Candide Wealth Quotes
How we cite our quotes: Citations follow this format: (Chapter.Paragraph). We used the translation found on Project Gutenberg.
"I own, my friend, once more that the castle where I was born is nothing in comparison with this; but, after all, Miss Cunégonde is not here, and you have, without doubt, some mistress in Europe. If we abide here we shall only be upon a footing with the rest, whereas, if we return to our old world, only with twelve sheep laden with the pebbles of El Dorado, we shall be richer than all the kings in Europe. We shall have no more Inquisitors to fear, and we may easily recover Miss Cunégonde."

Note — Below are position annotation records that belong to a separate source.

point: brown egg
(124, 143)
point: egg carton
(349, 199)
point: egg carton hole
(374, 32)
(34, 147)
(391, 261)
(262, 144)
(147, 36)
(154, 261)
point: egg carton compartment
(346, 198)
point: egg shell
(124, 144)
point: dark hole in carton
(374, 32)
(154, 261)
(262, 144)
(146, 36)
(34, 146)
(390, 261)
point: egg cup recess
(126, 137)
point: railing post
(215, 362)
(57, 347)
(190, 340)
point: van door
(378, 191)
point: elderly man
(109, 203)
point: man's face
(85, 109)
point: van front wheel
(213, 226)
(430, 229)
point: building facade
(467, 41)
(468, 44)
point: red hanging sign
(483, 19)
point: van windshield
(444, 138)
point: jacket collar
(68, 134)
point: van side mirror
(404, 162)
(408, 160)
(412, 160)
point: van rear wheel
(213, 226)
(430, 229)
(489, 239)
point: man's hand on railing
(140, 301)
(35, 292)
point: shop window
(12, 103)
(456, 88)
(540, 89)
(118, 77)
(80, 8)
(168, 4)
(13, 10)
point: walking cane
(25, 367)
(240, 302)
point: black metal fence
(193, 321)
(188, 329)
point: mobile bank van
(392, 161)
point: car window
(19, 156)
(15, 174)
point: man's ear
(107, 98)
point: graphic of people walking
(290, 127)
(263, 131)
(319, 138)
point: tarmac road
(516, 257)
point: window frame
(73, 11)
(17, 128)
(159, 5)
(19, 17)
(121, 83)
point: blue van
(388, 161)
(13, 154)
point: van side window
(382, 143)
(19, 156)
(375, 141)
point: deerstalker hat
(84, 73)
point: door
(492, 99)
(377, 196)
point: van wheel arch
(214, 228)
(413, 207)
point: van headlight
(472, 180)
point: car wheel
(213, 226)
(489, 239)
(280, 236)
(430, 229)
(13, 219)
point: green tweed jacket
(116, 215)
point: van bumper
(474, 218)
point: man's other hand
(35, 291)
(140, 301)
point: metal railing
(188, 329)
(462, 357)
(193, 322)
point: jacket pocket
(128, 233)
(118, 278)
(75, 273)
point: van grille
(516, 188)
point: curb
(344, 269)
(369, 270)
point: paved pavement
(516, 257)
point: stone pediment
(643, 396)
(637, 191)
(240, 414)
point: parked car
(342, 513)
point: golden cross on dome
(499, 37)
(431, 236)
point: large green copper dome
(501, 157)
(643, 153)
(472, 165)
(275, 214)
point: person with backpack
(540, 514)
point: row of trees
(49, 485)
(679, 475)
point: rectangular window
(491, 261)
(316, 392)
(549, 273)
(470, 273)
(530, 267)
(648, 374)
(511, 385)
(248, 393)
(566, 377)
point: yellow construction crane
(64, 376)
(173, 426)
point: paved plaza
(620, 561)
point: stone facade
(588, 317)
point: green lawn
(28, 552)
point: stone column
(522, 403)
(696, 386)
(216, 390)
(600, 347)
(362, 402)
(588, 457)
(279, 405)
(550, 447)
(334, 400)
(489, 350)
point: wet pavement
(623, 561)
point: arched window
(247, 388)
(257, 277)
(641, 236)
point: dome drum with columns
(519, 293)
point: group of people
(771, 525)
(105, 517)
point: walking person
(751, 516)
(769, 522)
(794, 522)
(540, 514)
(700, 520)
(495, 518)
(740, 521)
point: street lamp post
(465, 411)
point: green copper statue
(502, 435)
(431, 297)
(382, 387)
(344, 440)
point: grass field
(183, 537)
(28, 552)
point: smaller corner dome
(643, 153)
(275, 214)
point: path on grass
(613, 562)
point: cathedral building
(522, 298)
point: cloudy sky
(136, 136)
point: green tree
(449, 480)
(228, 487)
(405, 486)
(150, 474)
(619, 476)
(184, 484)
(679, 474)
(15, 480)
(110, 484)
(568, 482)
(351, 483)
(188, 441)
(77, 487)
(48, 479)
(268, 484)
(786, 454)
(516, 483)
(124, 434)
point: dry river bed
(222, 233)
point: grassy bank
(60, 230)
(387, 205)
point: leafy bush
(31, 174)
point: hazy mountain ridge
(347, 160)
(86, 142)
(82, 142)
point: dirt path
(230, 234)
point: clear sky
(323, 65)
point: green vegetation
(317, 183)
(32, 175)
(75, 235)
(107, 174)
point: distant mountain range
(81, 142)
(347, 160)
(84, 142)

This speech was agreeable to Cacambo; mankind are so fond of roving, of making a figure in their own country, and of boasting of what they have seen in their travels, that the two happy ones resolved to be no longer so, but to ask his Majesty's leave to quit the country. (18.21-22)

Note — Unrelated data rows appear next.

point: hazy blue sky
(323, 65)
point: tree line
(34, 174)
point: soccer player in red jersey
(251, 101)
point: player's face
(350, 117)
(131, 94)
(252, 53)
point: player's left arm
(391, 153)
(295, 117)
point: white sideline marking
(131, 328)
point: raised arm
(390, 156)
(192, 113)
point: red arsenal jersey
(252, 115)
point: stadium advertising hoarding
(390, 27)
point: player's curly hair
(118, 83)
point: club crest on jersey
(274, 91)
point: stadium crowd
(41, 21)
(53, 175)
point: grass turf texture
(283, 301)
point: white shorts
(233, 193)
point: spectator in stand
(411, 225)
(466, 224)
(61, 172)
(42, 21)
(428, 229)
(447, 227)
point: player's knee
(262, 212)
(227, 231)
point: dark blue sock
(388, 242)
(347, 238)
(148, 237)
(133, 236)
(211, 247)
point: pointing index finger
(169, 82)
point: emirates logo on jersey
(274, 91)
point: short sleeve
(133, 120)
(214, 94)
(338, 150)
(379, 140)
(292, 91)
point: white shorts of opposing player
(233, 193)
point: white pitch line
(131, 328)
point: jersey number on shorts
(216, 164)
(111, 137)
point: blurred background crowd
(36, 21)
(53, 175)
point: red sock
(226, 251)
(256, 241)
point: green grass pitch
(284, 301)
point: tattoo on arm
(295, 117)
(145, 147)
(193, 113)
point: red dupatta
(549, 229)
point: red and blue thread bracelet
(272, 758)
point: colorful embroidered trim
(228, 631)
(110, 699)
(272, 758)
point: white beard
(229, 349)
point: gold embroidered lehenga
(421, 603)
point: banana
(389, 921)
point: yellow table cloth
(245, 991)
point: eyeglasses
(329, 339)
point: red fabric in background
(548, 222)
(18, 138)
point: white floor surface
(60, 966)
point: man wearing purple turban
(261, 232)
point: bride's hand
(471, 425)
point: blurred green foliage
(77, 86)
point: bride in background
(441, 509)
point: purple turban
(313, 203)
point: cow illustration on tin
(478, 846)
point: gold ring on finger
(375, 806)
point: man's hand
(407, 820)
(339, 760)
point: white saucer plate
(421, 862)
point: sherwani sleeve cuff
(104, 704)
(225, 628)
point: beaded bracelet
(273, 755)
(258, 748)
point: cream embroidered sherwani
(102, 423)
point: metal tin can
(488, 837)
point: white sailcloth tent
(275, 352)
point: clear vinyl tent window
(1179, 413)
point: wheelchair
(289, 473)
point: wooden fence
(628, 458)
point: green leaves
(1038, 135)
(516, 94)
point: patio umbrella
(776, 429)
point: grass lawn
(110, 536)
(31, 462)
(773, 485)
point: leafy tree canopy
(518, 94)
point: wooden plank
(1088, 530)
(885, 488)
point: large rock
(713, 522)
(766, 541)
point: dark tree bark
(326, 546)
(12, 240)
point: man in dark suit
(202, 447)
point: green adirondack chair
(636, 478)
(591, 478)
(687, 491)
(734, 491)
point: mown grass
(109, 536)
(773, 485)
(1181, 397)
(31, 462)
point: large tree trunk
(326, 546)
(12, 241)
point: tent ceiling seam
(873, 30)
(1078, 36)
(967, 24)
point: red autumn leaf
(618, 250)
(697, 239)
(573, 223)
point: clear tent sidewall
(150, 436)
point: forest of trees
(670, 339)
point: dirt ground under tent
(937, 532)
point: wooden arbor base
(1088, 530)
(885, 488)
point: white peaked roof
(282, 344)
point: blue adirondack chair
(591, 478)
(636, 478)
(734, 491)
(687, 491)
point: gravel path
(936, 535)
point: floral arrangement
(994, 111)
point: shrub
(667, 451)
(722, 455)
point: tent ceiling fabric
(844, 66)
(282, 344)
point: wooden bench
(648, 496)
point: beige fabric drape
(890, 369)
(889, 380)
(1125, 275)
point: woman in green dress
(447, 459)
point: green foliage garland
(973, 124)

Candide and Cacambo wish to leave El Dorado in order to better enjoy the status afforded by their wealth. Because there is no such thing as "wealth" in El Dorado, they fail to recognize that they already have happiness there.
"You are foolish," said the King. "I am sensible that my kingdom is but a small place, but when a person is comfortably settled in any part he should abide there. I have not the right to detain strangers. It is a tyranny that neither our manners nor our laws permit. All men are free. Go when you wish, but the going will be very difficult…"
"We desire nothing of your Majesty," says Candide, "but a few sheep laden with provisions, pebbles, and the earth of this country." The King laughed.
"I cannot conceive," said he, "what pleasure you Europeans find in our yellow clay, but take as much as you like, and great good may it do you." (18.23- 26)
The King of El Dorado finds the acquisition of wealth and riches strange, foolish, and useless. He is also, arguably, the happiest character in the book.
Our travelers spent the first day very agreeably. They were delighted with possessing more treasure than all Asia, Europe, and Africa could scrape together. Candide, in his raptures, cut Cunegonde's name on the trees. The second day two of their sheep plunged into a morass, where they and their burdens were lost; two more died of fatigue a few days after; seven or eight perished with hunger in a desert; and others subsequently fell down precipices. At length, after traveling a hundred days, only two sheep remained. Said Candide to Cacambo:
"My friend, you see how perishable are the riches of this world; there is nothing solid but virtue, and the happiness of seeing Cunégonde once more." (19.1-2)
As quickly as they acquired wealth, Candide and Cacambo lose their riches.